The Casino’s Landlord
The casino landlord has taken control of numerous mega-resorts over the past 18 months. The Venetian came first, followed by Luxor, Excalibur, New York, New York, and a dozen other properties via the $17 billion acquisition of MGM Growth Properties.
Then, the company struck a deal to take full ownership of the MGM Grand and Mandalay Bay. It currently has a 50.1% majority stake in these two resorts, while the other half is owned by Blackrock in a joint venture. VICI is buying out Blackrock’s interest for $1.3 billion in cash plus the assumption of debt.

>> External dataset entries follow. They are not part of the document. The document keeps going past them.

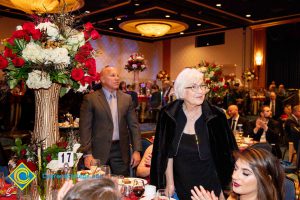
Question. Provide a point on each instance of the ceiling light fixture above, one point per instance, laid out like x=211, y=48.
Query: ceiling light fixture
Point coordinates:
x=43, y=6
x=153, y=27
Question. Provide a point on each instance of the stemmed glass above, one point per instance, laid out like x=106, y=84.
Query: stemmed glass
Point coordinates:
x=94, y=165
x=105, y=170
x=162, y=194
x=138, y=187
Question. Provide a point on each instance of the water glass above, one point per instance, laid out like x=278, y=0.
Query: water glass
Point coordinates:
x=94, y=165
x=162, y=195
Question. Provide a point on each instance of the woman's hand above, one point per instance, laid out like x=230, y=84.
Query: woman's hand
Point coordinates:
x=170, y=189
x=64, y=189
x=201, y=194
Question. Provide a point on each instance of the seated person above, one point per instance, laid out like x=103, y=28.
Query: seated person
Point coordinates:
x=266, y=129
x=143, y=169
x=292, y=126
x=235, y=119
x=89, y=190
x=257, y=175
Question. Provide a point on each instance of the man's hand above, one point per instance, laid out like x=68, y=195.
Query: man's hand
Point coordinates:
x=87, y=161
x=135, y=159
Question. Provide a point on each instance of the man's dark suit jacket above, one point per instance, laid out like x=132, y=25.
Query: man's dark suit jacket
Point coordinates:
x=96, y=125
x=245, y=123
x=278, y=107
x=272, y=134
x=292, y=128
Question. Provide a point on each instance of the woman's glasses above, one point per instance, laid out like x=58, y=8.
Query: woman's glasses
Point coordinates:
x=196, y=88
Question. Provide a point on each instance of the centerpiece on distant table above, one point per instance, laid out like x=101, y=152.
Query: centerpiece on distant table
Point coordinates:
x=51, y=57
x=135, y=63
x=214, y=79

These two lavish casinos anchor the south end of the strip, occupying 226 prime acres. MGM Grand is the largest single hotel on the planet, containing 6,852 rooms. Meanwhile, Mandalay Bay has brought the South Pacific to the Nevada desert with a lush 1.6 million gallon tropical beach lagoon.
The rent on these marquee properties is a princely $300 million per year. VICI has been splitting that income stream 50/50 with Blackrock, but now be depositing the full sum. There are 27 years remaining on the triple-net lease, which has an automatic annual rate escalation clause ensuring that future rent keeps pace with inflation.
Recent accretive deals have already paved the way for a healthy 9% dividend bump. This latest transaction is also expected to boost per-share earnings once finalized. For its part, Blackrock will walk away with a $700 million net profit after just three years – a large payoff, even in a city known for extravagant wagers.
A Boom In Casino Deals
There have been a number of deals in the casino/gaming space in recent years.
As mentioned earlier, VICI just acquired MGM Growth Properties, which ceded ownership of iconic Mandalay Bay and New York-New York. A real estate subsidiary of private equity group Blackstone has bought both the Bellagio and Cosmopolitan resorts in Las Vegas. EPR Properties (NYSE: EPR), another REIT, has dipped its toes into these waters with a stake in the Resorts World Catskills casino outside of Manhattan.
But we could be in the early stages of deals like this. There are roughly a thousand casinos in the United States. And while all of them won’t necessarily be attractive targets, gambling legalization efforts are gaining steam across the country — so there will be more properties to acquire in new territories.
What’s in it for the casinos? It’s simple, really. These sales are part of a broader “asset-light” strategy. The plan is to monetize brick-and-mortar assets (which can be capital-intensive). Then, it will focus strictly on the operating side of the business. That includes a new emphasis on sporting events and other live entertainment.
VICI Is Still A “Buy” In 2023
With crowds returning in record numbers, Nevada’s monthly gaming wins have surpassed $1 billion for twenty consecutive months, good news for VICI’s tenants. And in this case, what’s good for the tenant is usually good for the landlord.
Over at High-Yield Investing, we’re up 83% on VICI since adding it to the portfolio, compared to the S&P 500’s 35% return.
VICI has gone from IPO to S&P 500 member faster than any real estate investment trust (REIT) in history. I continue to rate this 4.8% yielder a “buy” as we head into the New Year.